Woo jin Kim

1987 · Republic of Korea

Artist biography

Woo jin Kim is considered to be an emerging artist, who originates from the Republic of Korea, like other famous artists such as Chan Hyo Bae, Hae Won Sohn, Ilhwa Kim, Sung-Pil Chae, and Gimhongsok . Woo jin Kim was born in 1987.

About Woo jin Kim's works

Woo jin Kim is giving an innovative contribution in the fields of Pop and Figuration. Pop art was born in the 1950s simultaneously across America and Britain, and reached its peak in the 1960s, in a climate of increased consumerism and cultural revolution. Emerging artists felt like they couldn’t get in touch with the current state of art as it was taught or exhibited in museums, which they deemed too distant from their everyday lives. This led them to turn to popular culture as their main subject matter, horrifying modernist critics. Among a few of the characteristics listed by pop artist Richard Hamilton, Pop Art should aim to be young, glamorous, sexy, witty, low-cost and mass produced. While in the United States pop artists were essentially attempting to move away from the deeply personal symbolism of abstract expressionism, in Britain the movement was more focused on the power of American pop-culture imagery, and its influence on the society.

In essence, figurative art is art which depicts recognizable features of reality, or of the human figure. Although the definition appears to be rather simple, figuration still remains in its very core more than just a depiction of reality. Indeed, the different styles in which figurative art can be executed are infinite, thus making figurative art a ground-breaking and ever evolving category, in which Woo jin Kim's work is mainly grounded. Some critically acclaimed artists known for their impact on figurative art include Pablo Picasso, Henri Matisse, Paul Cézanne or Jean-Michel Basquiat.

Further Biographical Context for Woo jin Kim

Born in 1987, Woo jin Kim's creative work was primarily inspired by the 1990s.

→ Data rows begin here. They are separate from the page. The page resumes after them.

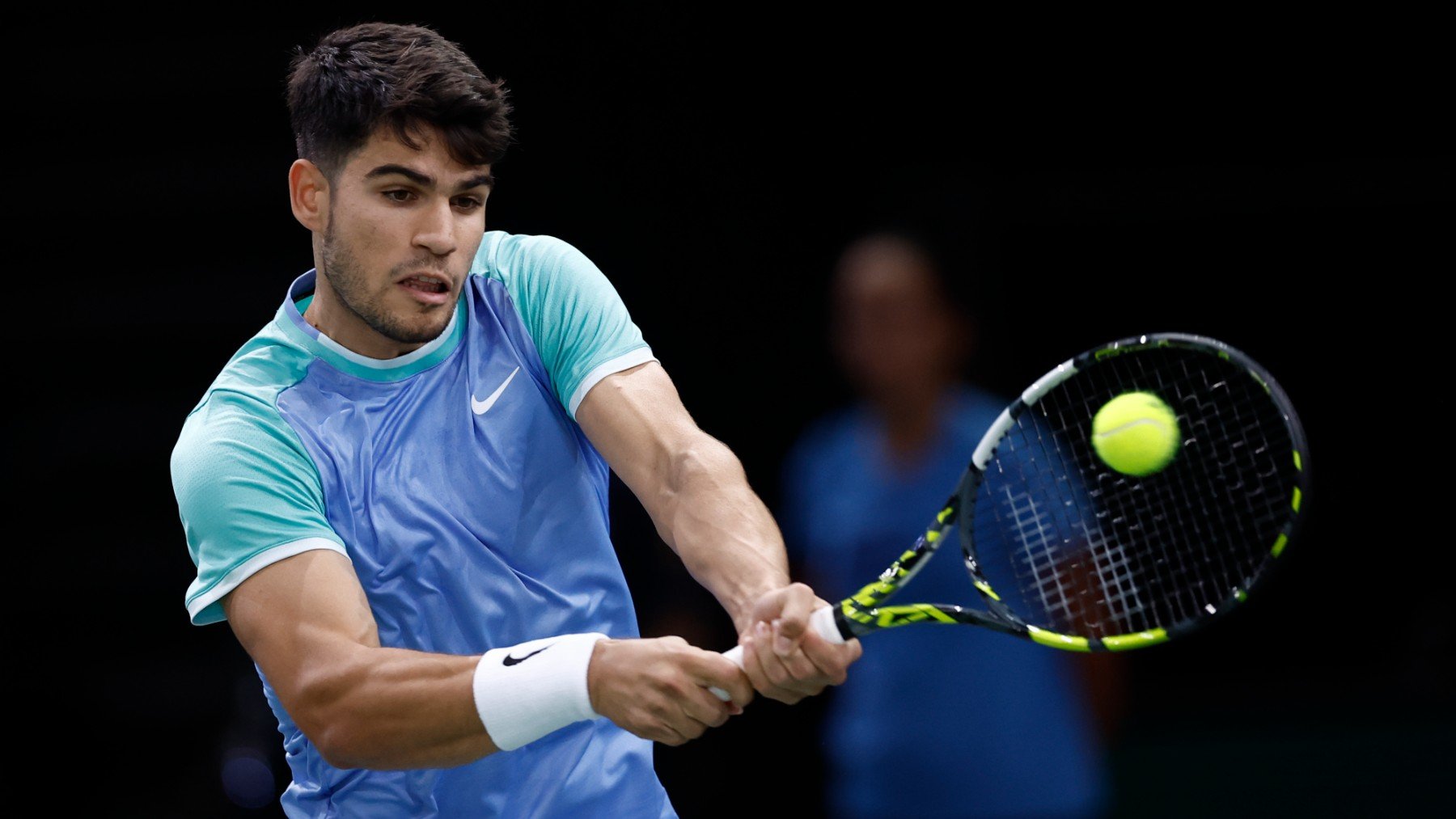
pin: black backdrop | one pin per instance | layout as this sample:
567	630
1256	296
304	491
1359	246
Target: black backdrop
1286	188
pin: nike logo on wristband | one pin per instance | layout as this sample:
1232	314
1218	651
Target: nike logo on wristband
513	661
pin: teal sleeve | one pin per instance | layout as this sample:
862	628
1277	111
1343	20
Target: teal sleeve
575	318
248	493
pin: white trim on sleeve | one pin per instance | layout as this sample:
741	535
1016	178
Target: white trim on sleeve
252	565
618	364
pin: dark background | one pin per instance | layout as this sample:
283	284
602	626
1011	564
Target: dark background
1285	187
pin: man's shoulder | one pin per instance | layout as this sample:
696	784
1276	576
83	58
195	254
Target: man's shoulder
254	377
502	255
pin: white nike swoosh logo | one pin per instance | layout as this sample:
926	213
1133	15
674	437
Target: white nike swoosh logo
480	406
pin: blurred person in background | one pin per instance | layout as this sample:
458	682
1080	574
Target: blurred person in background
938	722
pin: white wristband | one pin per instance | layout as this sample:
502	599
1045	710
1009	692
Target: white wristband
529	690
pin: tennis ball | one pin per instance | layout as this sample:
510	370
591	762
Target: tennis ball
1136	434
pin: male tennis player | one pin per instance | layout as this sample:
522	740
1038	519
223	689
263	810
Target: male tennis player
396	492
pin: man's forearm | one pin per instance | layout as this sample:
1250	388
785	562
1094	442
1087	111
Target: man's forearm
393	709
721	529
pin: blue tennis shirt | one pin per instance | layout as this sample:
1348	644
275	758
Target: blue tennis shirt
466	496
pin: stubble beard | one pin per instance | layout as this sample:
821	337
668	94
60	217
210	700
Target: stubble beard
349	282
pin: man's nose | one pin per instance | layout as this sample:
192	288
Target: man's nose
436	229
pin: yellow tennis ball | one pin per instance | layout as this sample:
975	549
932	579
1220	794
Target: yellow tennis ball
1136	434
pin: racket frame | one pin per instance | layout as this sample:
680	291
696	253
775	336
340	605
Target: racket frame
868	609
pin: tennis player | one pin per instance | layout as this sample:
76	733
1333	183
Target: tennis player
396	492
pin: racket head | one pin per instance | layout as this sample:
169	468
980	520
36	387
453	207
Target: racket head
1079	556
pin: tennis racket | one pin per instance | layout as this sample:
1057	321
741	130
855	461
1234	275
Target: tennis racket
1070	553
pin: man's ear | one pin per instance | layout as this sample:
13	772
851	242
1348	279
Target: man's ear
309	196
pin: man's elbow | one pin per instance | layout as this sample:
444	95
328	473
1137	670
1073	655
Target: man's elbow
336	729
705	458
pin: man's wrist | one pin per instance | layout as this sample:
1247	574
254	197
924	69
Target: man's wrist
526	691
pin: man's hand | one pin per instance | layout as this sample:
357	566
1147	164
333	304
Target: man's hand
782	656
657	687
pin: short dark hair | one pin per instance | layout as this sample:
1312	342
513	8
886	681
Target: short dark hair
362	78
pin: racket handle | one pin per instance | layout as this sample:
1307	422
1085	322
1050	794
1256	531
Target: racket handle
822	622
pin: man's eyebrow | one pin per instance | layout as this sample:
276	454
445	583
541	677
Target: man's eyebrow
425	181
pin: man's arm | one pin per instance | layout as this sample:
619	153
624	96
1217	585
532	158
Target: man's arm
307	624
699	500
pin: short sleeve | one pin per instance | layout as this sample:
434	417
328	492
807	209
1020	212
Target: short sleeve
248	493
575	318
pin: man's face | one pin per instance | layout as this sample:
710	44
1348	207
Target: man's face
402	230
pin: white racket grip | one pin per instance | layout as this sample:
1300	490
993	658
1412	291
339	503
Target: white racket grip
822	622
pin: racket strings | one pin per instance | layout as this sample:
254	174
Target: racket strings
1081	549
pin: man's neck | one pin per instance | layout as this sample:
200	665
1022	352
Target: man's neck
328	315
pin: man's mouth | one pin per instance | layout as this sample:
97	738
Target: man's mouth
425	282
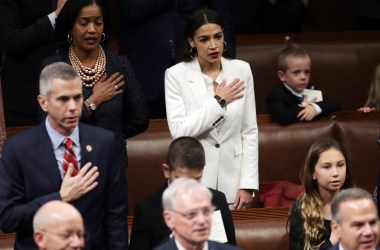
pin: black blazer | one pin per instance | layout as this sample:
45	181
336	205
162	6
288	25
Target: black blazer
28	37
149	228
29	177
282	105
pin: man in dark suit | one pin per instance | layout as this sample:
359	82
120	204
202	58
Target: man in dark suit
186	158
27	37
33	168
188	213
153	38
355	221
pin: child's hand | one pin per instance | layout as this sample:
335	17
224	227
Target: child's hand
308	113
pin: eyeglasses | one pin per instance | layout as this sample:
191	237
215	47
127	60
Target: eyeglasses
68	236
192	214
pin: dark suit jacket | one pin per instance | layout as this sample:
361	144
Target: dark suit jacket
29	177
282	105
153	36
336	247
28	38
149	228
212	245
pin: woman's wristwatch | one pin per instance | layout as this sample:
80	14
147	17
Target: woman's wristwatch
220	100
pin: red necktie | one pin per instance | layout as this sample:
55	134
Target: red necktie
69	157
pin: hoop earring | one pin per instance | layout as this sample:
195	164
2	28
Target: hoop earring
192	51
69	38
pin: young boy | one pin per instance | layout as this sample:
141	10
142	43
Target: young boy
289	102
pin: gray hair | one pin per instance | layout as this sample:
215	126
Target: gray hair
182	185
57	70
350	194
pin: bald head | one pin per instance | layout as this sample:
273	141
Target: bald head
58	225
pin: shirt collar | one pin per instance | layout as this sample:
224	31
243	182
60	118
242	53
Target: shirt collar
180	247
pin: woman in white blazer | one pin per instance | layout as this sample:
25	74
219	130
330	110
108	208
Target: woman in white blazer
211	98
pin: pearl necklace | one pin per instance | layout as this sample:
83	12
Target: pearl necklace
89	75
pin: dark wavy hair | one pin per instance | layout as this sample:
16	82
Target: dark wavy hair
196	20
66	18
311	202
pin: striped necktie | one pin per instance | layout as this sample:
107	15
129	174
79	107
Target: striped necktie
69	157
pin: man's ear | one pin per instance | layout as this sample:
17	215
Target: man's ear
281	75
38	238
166	170
42	101
168	218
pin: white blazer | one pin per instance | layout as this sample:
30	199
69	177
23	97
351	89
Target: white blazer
231	153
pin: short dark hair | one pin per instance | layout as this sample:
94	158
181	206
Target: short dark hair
196	20
186	152
66	18
350	194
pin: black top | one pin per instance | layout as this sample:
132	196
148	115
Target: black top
297	233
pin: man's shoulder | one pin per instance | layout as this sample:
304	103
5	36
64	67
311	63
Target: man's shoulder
220	246
217	194
28	134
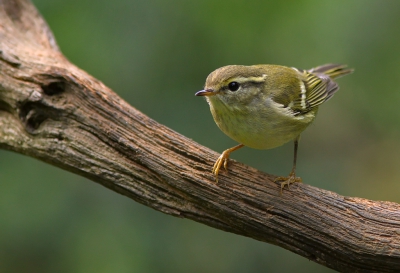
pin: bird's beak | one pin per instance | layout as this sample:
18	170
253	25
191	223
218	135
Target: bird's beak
205	92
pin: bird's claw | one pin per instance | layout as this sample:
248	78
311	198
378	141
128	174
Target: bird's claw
287	180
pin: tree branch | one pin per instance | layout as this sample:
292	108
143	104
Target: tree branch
53	111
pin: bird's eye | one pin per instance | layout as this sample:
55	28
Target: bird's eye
233	86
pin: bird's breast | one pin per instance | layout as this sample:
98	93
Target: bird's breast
264	127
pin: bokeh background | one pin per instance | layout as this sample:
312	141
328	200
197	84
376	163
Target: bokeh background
156	54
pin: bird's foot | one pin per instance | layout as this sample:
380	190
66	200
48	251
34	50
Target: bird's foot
287	180
221	161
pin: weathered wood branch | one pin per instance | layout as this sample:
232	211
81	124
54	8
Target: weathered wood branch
53	111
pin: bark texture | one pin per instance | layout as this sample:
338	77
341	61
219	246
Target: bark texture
53	111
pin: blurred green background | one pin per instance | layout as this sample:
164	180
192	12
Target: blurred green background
156	54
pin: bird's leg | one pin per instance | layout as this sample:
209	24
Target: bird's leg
223	160
292	176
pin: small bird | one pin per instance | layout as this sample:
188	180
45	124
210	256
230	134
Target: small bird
266	106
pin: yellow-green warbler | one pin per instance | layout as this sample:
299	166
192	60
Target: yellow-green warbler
265	106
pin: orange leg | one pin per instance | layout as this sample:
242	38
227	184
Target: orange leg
287	180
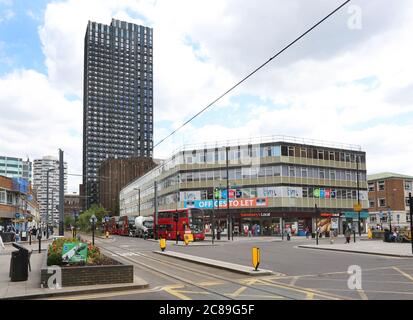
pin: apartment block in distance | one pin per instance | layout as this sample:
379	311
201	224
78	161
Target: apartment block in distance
118	97
274	182
40	168
15	168
389	199
114	174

In the United Kingdom, a group of artists known as the YBAs, or Young British Artists, dominated the artistic culture of the decade. They were a loosely affiliated and diverse group, connected generally by their age and nationality. Many of the members had attended the Royal College of Art and Goldsmiths in London, and were favoured by Charles Saatchi, the ‘super collector’ of art at the time. The most famous member of the group is arguably Damien Hirst, and other members included Chris Ofili, Tracey Emin, Marc Quinn, Gavin Turk, Sarah Lucas and Sam Taylor-Johnson (née Sam Taylor-Wood). Through their use of shock tactics and sensationalism, the YBAs garnered a controversial reputation image which was further fuelled by their use of throwaway materials, wild lifestyles and an attitude that was at the same time rebellious and entrepreneurial. The group was predominant in the British art scene in the 1990s and their group show ‘Sensation’ is now viewed as legendary.

The boom in consumerism and advertising that took place in the 1980s influenced a trend in Japan that matured into the art form of manga, which was visually inspired by trends in advertising and graphic design. Takashi Murakami arose as a leading figure in the art world, coining the term ‘Superflat’ to describe a theory inspired by the aesthetic characteristics of manga and the nature of post-war Japanese culture. Murakami went on to found the influential Kaikai Kiki collective, which was inspired by his experiences living in New York City in the mid-1990s.

Relational Aesthetics, a term coined by curator Nicholas Bourriaud to describe the act of making art based on human relations and their social context, became a leading idea in the 1990s. Works by artists like Douglas Gordon, Gillian Wearing, Philippe Parenno and Liam Gillick were described as important artists who worked to this agenda.

The art world was influenced by a number of trends throughout the 1990s, the controversial, hyper-realistic sculptures of Maurizio Cattelan and the sensitive, conceptual work of Felix Gonzalez-Torres epitomised the atmosphere of the era.

German artists and ideas strongly influenced trends in conceptual photography during this period. German artists such as Andreas Gursky, Thomas Struth, and Wolfgang Tillmans gained international recognition, and inspired international artists such as the Canadian Jeff Wall, who created images with a cinematic expressiveness that were inspired by the themes represented in the German artists’ work. At the same time, Albert Oehlen and Martin Kippenberger gained influential status in the field of painting.